Prep Ahead: toast the walnuts on meal prep day and keep separate from the other salad ingredients until you’re planning to eat so they can retain their crunchiness.
Three Cheers for Goat Cheese
Figs pair so perfectly with goat cheese and this salad with roasted beets is no exception. Crumbling on the goat cheese is a final last step to add a tangy creamy texture to the dish.
Prep Ahead: Buy a larger log than you need and cut it into 1 ounce slices but keep the log packaging intact and store in a zipseal bag. Then all you have to do is nudge out the 1 ounce slice and crumble it on while assembling the salads.
Warm Lentil Salad with Beets + Balsamic Figs
- 10 ounces beets
- 1 cup DePuy lentils
- 3 cups water
- 1 teaspoon kosher salt
- 1/4 teaspoon dried thyme
- Dash red pepper flakes
- 1 cup dried figs
- 1/3 cup balsamic vinegar
- 1 tablespoon honey (or make it vegan with maple syrup)
- 1/2 teaspoon orange zest
- Kosher salt
- 6 cups arugula
- 1/2 cup toasted walnuts
- 8 ounces goat cheese (or vegan cheese, crumbled)
- Preheat the oven to 400F. Prick each beet 2 to 3 times with a fork. Set them on a baking sheet lined with foil (for easier clean-up). Once the oven comes to temperature, roast the beets for 1 hour or until fork-tender. Run them under cold water until cool to touch. Peel their skins off and cut each bite down the middle lengthwise, cutting both halves into half-moon slices. Set aside or store until ready to assemble salads.
- While the beets are roasting, make the lentils: Pick through the lentils and remove any rocks. Bring a saucepan with the lentils, water, salt, thyme, and red pepper flakes to a boil. Once boiling, cover and lower the heat to simmer for 20 minutes. Set aside or store until ready to assemble salads.
- While the beets roast and the lentils cook, make the balsamic figs: remove the stems and chop the figs. In a small saucepan or microwaveable bowl, combine the balsamic vinegar, honey, orange zest, salt, and pepper.
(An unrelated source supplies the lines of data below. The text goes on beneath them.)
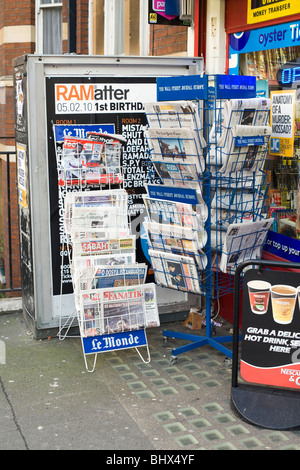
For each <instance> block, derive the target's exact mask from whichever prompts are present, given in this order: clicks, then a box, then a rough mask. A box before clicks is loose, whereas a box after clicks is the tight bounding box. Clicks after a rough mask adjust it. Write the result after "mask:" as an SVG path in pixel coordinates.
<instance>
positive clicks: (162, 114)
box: [144, 101, 206, 147]
mask: <svg viewBox="0 0 300 470" xmlns="http://www.w3.org/2000/svg"><path fill="white" fill-rule="evenodd" d="M144 108H145V112H146V116H147V121H148V126H149V127H150V128H187V129H193V130H195V131H197V138H198V139H199V144H200V147H205V146H206V142H205V140H204V138H203V125H201V121H200V116H199V110H198V109H197V107H196V105H195V103H193V102H192V101H172V102H166V101H164V102H154V103H144Z"/></svg>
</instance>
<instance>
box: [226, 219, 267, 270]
mask: <svg viewBox="0 0 300 470" xmlns="http://www.w3.org/2000/svg"><path fill="white" fill-rule="evenodd" d="M273 220H274V219H264V220H261V221H258V222H248V223H242V224H232V225H230V226H229V227H228V229H227V232H226V235H225V238H224V245H223V251H222V256H221V260H220V270H221V271H222V272H224V273H225V272H227V269H228V268H234V267H236V266H237V265H238V264H239V263H241V262H242V261H246V260H249V259H253V260H255V259H260V258H261V255H262V250H263V246H264V243H265V240H266V237H267V234H268V231H269V229H270V227H271V226H272V224H273Z"/></svg>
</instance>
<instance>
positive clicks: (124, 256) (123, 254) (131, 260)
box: [72, 253, 136, 273]
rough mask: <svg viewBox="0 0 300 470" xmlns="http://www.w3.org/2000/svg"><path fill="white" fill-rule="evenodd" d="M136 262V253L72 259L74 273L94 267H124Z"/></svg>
mask: <svg viewBox="0 0 300 470" xmlns="http://www.w3.org/2000/svg"><path fill="white" fill-rule="evenodd" d="M135 262H136V259H135V253H126V254H118V253H116V254H114V255H113V256H112V255H111V254H108V255H93V256H77V257H73V259H72V270H73V272H77V273H78V272H79V273H80V271H81V270H83V269H86V268H90V267H92V266H122V265H124V264H133V263H135Z"/></svg>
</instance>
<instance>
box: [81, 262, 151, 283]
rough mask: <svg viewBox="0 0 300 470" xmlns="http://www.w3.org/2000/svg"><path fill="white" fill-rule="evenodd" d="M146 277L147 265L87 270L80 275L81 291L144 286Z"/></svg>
mask: <svg viewBox="0 0 300 470" xmlns="http://www.w3.org/2000/svg"><path fill="white" fill-rule="evenodd" d="M146 275H147V265H146V264H144V263H135V264H126V265H124V266H115V267H114V266H100V267H92V268H87V269H85V270H82V272H81V274H80V289H81V290H91V289H104V288H109V287H120V286H131V285H138V284H144V283H145V280H146Z"/></svg>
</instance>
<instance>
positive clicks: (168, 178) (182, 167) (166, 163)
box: [152, 160, 199, 188]
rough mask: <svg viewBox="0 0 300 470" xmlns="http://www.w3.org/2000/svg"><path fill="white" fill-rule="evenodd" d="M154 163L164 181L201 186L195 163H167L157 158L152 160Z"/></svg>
mask: <svg viewBox="0 0 300 470" xmlns="http://www.w3.org/2000/svg"><path fill="white" fill-rule="evenodd" d="M152 163H153V165H154V168H155V170H156V172H157V174H158V176H159V177H160V178H161V180H162V182H166V183H167V184H177V185H182V186H187V187H191V188H195V187H198V186H199V182H198V174H197V168H196V165H194V164H189V163H167V162H162V161H156V160H152ZM168 180H171V181H168Z"/></svg>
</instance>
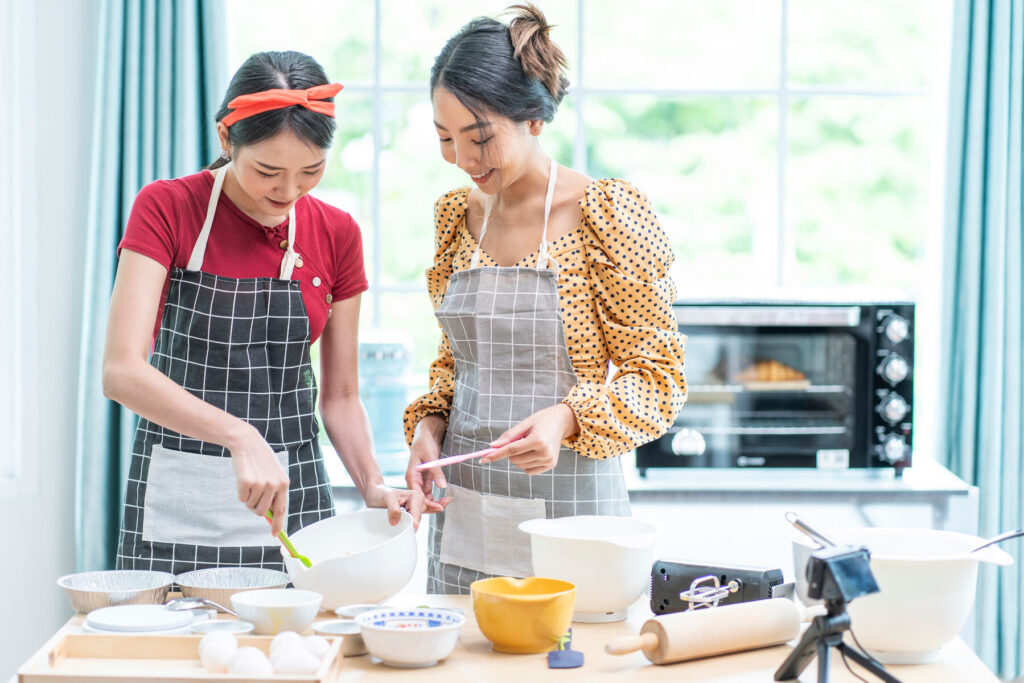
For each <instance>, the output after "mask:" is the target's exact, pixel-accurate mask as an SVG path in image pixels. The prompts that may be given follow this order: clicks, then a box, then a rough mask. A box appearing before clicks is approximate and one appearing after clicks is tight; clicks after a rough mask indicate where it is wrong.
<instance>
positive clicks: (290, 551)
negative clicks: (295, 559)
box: [263, 510, 313, 569]
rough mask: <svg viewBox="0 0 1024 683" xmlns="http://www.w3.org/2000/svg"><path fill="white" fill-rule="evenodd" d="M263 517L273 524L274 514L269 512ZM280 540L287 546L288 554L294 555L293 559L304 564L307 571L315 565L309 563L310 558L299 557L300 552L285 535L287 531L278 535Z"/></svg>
mask: <svg viewBox="0 0 1024 683" xmlns="http://www.w3.org/2000/svg"><path fill="white" fill-rule="evenodd" d="M263 516H264V517H266V520H267V521H268V522H270V523H273V513H272V512H270V511H269V510H267V511H266V514H265V515H263ZM278 538H279V539H280V540H281V542H282V543H283V544H285V548H287V549H288V552H290V553H291V554H292V557H294V558H295V559H297V560H298V561H300V562H302V564H303V565H305V567H306V568H307V569H308V568H309V567H311V566H312V565H313V563H312V562H310V561H309V558H308V557H306V556H305V555H299V551H297V550H295V546H293V545H292V541H291V539H289V538H288V535H287V533H285V529H282V530H281V533H279V535H278Z"/></svg>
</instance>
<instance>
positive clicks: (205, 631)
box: [188, 618, 255, 634]
mask: <svg viewBox="0 0 1024 683" xmlns="http://www.w3.org/2000/svg"><path fill="white" fill-rule="evenodd" d="M254 628H255V625H254V624H253V623H252V622H241V621H238V620H233V618H213V620H207V621H203V622H197V623H196V624H191V625H189V626H188V630H189V631H191V632H193V633H202V634H206V633H213V632H214V631H226V632H227V633H240V634H241V633H251V632H252V630H253V629H254Z"/></svg>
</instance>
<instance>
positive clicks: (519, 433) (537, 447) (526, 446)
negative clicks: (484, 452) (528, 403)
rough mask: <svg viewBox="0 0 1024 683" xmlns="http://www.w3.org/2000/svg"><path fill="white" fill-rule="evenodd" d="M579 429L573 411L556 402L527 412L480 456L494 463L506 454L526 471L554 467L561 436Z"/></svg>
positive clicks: (507, 456)
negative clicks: (553, 403)
mask: <svg viewBox="0 0 1024 683" xmlns="http://www.w3.org/2000/svg"><path fill="white" fill-rule="evenodd" d="M579 430H580V425H579V424H578V423H577V419H575V415H573V413H572V411H571V410H570V409H569V407H568V405H566V404H565V403H556V404H555V405H552V407H551V408H546V409H544V410H543V411H539V412H537V413H535V414H534V415H531V416H529V417H528V418H526V419H525V420H523V421H522V422H520V423H519V424H517V425H515V426H514V427H512V428H511V429H509V430H508V431H506V432H505V433H504V434H502V435H501V436H499V437H498V439H497V440H495V441H494V442H493V443H492V444H490V445H492V446H494V447H496V449H498V451H497V452H495V453H493V454H490V455H489V456H484V457H483V458H480V462H481V463H493V462H495V461H496V460H502V459H503V458H508V459H509V462H510V463H512V464H513V465H515V466H516V467H518V468H519V469H521V470H522V471H523V472H525V473H526V474H540V473H541V472H547V471H548V470H550V469H554V467H555V465H557V464H558V452H559V451H560V450H561V447H562V439H563V438H565V437H567V436H571V435H572V434H575V433H577V432H578V431H579Z"/></svg>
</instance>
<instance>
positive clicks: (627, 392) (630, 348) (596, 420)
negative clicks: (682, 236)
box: [563, 180, 686, 459]
mask: <svg viewBox="0 0 1024 683" xmlns="http://www.w3.org/2000/svg"><path fill="white" fill-rule="evenodd" d="M582 206H583V214H584V223H585V225H586V227H587V229H586V237H585V245H584V246H585V249H586V253H587V262H588V269H589V272H588V280H589V284H590V289H591V292H592V294H593V301H594V307H595V312H596V314H597V319H598V324H599V327H600V330H601V335H602V337H603V341H604V345H605V349H606V351H607V354H608V359H609V360H610V362H611V364H612V365H613V366H614V374H613V376H612V377H611V378H610V380H609V381H608V382H606V383H596V382H584V381H581V382H580V383H579V384H577V386H575V387H574V388H573V389H572V390H571V391H570V392H569V394H568V395H567V396H566V397H565V398H564V400H563V402H564V403H566V404H567V405H568V407H569V408H570V409H571V410H572V412H573V414H574V415H575V418H577V421H578V422H579V424H580V432H579V433H578V434H577V435H574V436H573V437H570V438H569V439H567V440H566V444H567V445H568V446H569V447H571V449H572V450H573V451H575V452H577V453H579V454H580V455H582V456H586V457H589V458H596V459H604V458H609V457H612V456H618V455H622V454H623V453H626V452H627V451H630V450H631V449H634V447H636V446H638V445H640V444H642V443H646V442H647V441H650V440H652V439H654V438H657V437H658V436H660V435H662V434H664V433H665V432H666V431H668V429H669V427H670V426H671V425H672V423H673V421H674V420H675V418H676V415H677V414H678V413H679V410H680V409H681V408H682V405H683V401H684V400H685V399H686V380H685V377H684V374H683V354H684V344H685V340H686V338H685V337H684V336H683V335H681V334H680V333H679V330H678V327H677V323H676V318H675V315H674V313H673V310H672V304H673V302H674V301H675V299H676V287H675V284H674V283H673V281H672V279H671V276H670V275H669V266H671V265H672V262H673V261H674V259H675V257H674V255H673V253H672V248H671V247H670V245H669V241H668V239H667V238H666V234H665V232H664V231H663V230H662V227H660V225H659V224H658V221H657V217H656V216H655V215H654V212H653V210H652V209H651V206H650V203H649V201H648V200H647V197H646V196H645V195H644V194H643V193H641V191H640V190H638V189H636V188H635V187H633V186H632V185H631V184H630V183H628V182H626V181H623V180H601V181H598V182H595V183H592V184H591V185H589V186H588V188H587V191H586V195H585V197H584V201H583V203H582Z"/></svg>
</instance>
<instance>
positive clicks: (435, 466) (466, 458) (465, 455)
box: [416, 449, 498, 471]
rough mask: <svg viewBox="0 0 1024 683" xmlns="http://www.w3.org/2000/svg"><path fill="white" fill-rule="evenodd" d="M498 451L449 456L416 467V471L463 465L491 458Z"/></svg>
mask: <svg viewBox="0 0 1024 683" xmlns="http://www.w3.org/2000/svg"><path fill="white" fill-rule="evenodd" d="M497 450H498V449H484V450H483V451H474V452H473V453H464V454H462V455H461V456H449V457H447V458H440V459H438V460H431V461H428V462H425V463H420V464H419V465H417V466H416V469H417V470H418V471H423V470H429V469H430V468H432V467H443V466H444V465H452V464H453V463H461V462H462V461H464V460H472V459H473V458H482V457H483V456H489V455H490V454H492V453H494V452H495V451H497Z"/></svg>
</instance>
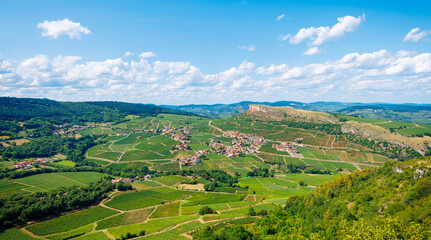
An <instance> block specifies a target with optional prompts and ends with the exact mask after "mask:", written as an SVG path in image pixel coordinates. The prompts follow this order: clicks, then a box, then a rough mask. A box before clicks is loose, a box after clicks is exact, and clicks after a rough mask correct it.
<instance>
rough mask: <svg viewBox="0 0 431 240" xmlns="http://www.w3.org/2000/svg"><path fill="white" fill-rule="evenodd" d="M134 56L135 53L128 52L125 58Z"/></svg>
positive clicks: (129, 51) (126, 52) (124, 53)
mask: <svg viewBox="0 0 431 240" xmlns="http://www.w3.org/2000/svg"><path fill="white" fill-rule="evenodd" d="M133 55H134V53H132V52H131V51H127V52H126V53H124V57H130V56H133Z"/></svg>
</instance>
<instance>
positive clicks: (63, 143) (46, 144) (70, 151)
mask: <svg viewBox="0 0 431 240" xmlns="http://www.w3.org/2000/svg"><path fill="white" fill-rule="evenodd" d="M97 139H98V137H97V136H84V137H80V138H74V137H62V136H58V135H56V136H50V137H41V138H34V139H31V141H30V142H27V143H24V144H22V145H19V146H10V147H2V146H0V154H1V156H2V159H3V160H4V161H7V160H9V159H23V158H30V157H50V156H53V155H55V154H58V153H61V154H64V155H66V156H67V158H68V159H69V160H71V161H74V162H81V161H82V160H83V159H84V154H85V152H86V151H87V149H88V148H90V147H92V146H94V145H96V144H97V143H99V142H98V141H97Z"/></svg>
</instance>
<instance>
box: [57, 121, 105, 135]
mask: <svg viewBox="0 0 431 240" xmlns="http://www.w3.org/2000/svg"><path fill="white" fill-rule="evenodd" d="M111 125H112V123H102V124H97V125H96V124H91V125H85V126H80V125H73V126H72V127H69V124H64V125H54V127H55V128H57V129H55V130H54V131H53V133H54V134H60V135H64V134H68V133H73V132H76V131H80V130H85V129H89V128H95V127H107V126H111Z"/></svg>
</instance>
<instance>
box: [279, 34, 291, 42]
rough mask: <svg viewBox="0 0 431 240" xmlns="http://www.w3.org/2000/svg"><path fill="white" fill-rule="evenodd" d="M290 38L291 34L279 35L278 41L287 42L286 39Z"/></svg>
mask: <svg viewBox="0 0 431 240" xmlns="http://www.w3.org/2000/svg"><path fill="white" fill-rule="evenodd" d="M291 36H292V34H286V35H280V36H279V37H278V39H279V40H280V41H286V40H287V39H289V38H290V37H291Z"/></svg>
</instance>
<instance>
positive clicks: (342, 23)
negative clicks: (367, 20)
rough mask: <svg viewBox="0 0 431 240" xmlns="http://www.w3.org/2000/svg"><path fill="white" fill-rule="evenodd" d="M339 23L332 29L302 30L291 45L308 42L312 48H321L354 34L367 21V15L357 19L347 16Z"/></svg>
mask: <svg viewBox="0 0 431 240" xmlns="http://www.w3.org/2000/svg"><path fill="white" fill-rule="evenodd" d="M337 21H338V23H337V24H335V25H333V26H332V27H329V26H326V27H309V28H301V29H300V30H299V31H298V33H296V34H295V35H294V36H293V37H291V38H290V40H289V41H290V43H293V44H299V43H301V42H302V41H308V44H309V45H310V46H319V45H322V44H323V43H325V42H328V41H331V40H333V39H336V38H340V37H342V36H344V35H345V34H346V33H349V32H354V31H356V29H357V28H358V27H359V25H360V24H361V22H363V21H365V15H362V16H359V17H357V18H355V17H352V16H345V17H339V18H337Z"/></svg>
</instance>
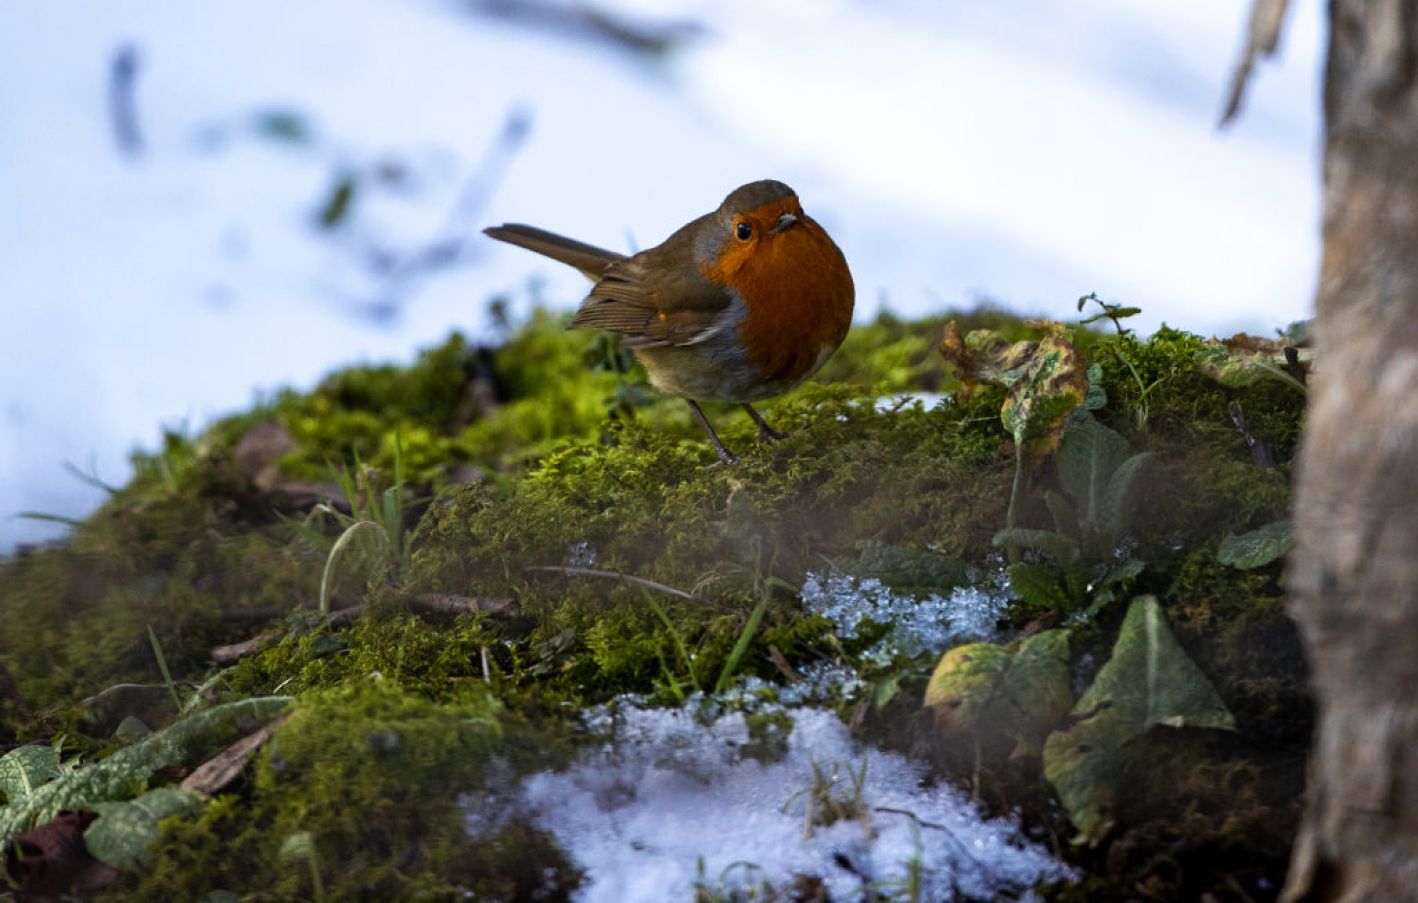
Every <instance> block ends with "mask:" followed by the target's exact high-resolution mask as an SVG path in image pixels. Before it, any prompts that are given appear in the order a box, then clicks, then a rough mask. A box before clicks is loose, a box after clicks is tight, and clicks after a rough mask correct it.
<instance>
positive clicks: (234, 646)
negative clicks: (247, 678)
mask: <svg viewBox="0 0 1418 903" xmlns="http://www.w3.org/2000/svg"><path fill="white" fill-rule="evenodd" d="M279 638H281V631H267V632H264V634H257V635H255V636H252V638H251V639H242V641H241V642H234V644H231V645H227V646H217V648H216V649H213V651H211V661H213V662H216V663H217V665H230V663H231V662H235V661H240V659H244V658H245V656H248V655H255V654H257V652H259V651H262V649H265V648H267V646H269V645H271V644H274V642H275V641H277V639H279Z"/></svg>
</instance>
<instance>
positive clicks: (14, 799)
mask: <svg viewBox="0 0 1418 903" xmlns="http://www.w3.org/2000/svg"><path fill="white" fill-rule="evenodd" d="M57 777H60V751H58V750H57V748H54V747H52V746H17V747H16V748H13V750H10V751H9V753H6V754H4V756H0V792H4V798H6V802H11V804H14V802H20V801H23V800H28V798H30V797H31V795H34V791H35V790H38V788H40V787H41V785H44V784H48V783H50V781H52V780H54V778H57Z"/></svg>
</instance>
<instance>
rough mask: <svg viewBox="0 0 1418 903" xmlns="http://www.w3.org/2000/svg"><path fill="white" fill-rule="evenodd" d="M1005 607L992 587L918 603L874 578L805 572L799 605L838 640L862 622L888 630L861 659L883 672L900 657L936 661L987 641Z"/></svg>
mask: <svg viewBox="0 0 1418 903" xmlns="http://www.w3.org/2000/svg"><path fill="white" fill-rule="evenodd" d="M1008 601H1010V598H1008V593H1007V591H1005V590H1004V588H1003V585H997V584H995V583H981V584H976V585H967V587H957V588H956V590H953V591H951V593H950V595H949V597H942V595H940V594H939V593H932V594H930V595H927V597H925V598H917V597H915V595H905V594H900V593H895V591H893V590H892V588H891V587H888V585H886V584H883V583H882V581H881V580H878V578H875V577H865V578H859V577H848V576H845V574H828V576H824V574H817V573H813V571H808V574H807V577H805V578H804V580H803V604H804V605H805V607H807V608H808V611H813V612H815V614H820V615H822V617H825V618H830V619H831V621H832V622H834V625H835V628H837V635H838V636H844V638H851V636H856V632H858V629H859V628H861V627H862V622H864V621H872V622H875V624H882V625H889V628H891V629H889V631H888V634H886V635H885V636H883V638H882V639H881V641H879V642H876V645H873V646H872V648H871V649H868V651H866V654H865V655H864V659H866V661H869V662H873V663H879V665H883V666H885V665H888V663H891V662H892V659H895V658H896V656H898V655H905V656H908V658H916V656H919V655H925V654H933V655H934V654H940V652H944V651H946V649H949V648H950V646H951V645H956V644H959V642H971V641H976V639H988V638H991V636H993V635H994V625H995V622H997V621H998V619H1000V614H1001V612H1003V611H1004V608H1005V605H1007V604H1008Z"/></svg>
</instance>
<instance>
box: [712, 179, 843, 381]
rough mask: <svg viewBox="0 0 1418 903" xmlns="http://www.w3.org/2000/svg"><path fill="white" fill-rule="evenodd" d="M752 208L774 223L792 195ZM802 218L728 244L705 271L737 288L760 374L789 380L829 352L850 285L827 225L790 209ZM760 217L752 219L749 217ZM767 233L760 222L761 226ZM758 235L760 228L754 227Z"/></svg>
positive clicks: (792, 205) (837, 337)
mask: <svg viewBox="0 0 1418 903" xmlns="http://www.w3.org/2000/svg"><path fill="white" fill-rule="evenodd" d="M783 204H784V210H783V211H778V210H777V204H773V206H771V207H773V208H771V210H770V208H763V210H760V211H754V213H757V214H763V215H761V218H763V221H764V223H766V224H773V223H774V221H776V220H777V217H778V215H780V213H787V211H788V210H787V204H791V206H793V207H794V208H795V198H784V201H783ZM795 214H797V215H798V217H801V220H803V223H801V224H798V225H793V227H790V228H787V230H786V231H783V232H781V234H769V235H764V237H763V238H761V240H760V241H757V242H752V244H749V242H744V244H742V245H740V244H739V242H733V241H730V242H729V245H727V247H726V248H725V251H723V254H720V257H719V261H718V262H716V265H706V267H702V269H703V272H705V275H706V276H709V278H710V279H713V281H715V282H719V284H720V285H729V286H733V288H736V289H737V291H739V293H740V295H742V296H743V299H744V302H746V303H747V308H749V310H747V316H746V318H744V320H743V323H740V326H739V335H740V337H742V340H743V343H744V346H746V349H747V352H749V359H750V360H752V361H753V363H754V364H756V366H757V367H759V370H760V373H761V376H763V378H764V380H771V381H780V383H787V384H791V383H795V381H798V380H801V378H803V377H805V376H807V374H808V373H811V371H813V370H814V369H815V367H817V366H818V364H820V363H821V361H822V359H824V356H825V353H828V352H832V350H835V349H837V347H838V346H839V344H841V343H842V339H845V337H847V330H848V327H849V326H851V325H852V301H854V293H855V289H854V286H852V274H851V271H849V269H848V268H847V259H845V258H844V257H842V252H841V251H839V249H838V247H837V244H835V242H832V240H831V238H830V237H828V234H827V231H825V230H824V228H822V227H821V225H818V224H817V223H815V221H813V220H811V218H808V217H805V215H803V214H801V208H797V210H795ZM754 218H759V217H754ZM764 231H766V228H764ZM760 234H761V232H760Z"/></svg>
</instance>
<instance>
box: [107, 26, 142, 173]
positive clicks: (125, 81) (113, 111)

Warm and whisk until combined. Stir in the figs and set aside for 5 minutes.
- Portion out the arugula into salad bowls. Top each bowl with 1/4 of the chopped beets, warm lentils, walnuts, figs—and any of the soaking balsamic drizzled on top is great too. Crumble the goat cheese on top.* Season with salt and pepper and serve.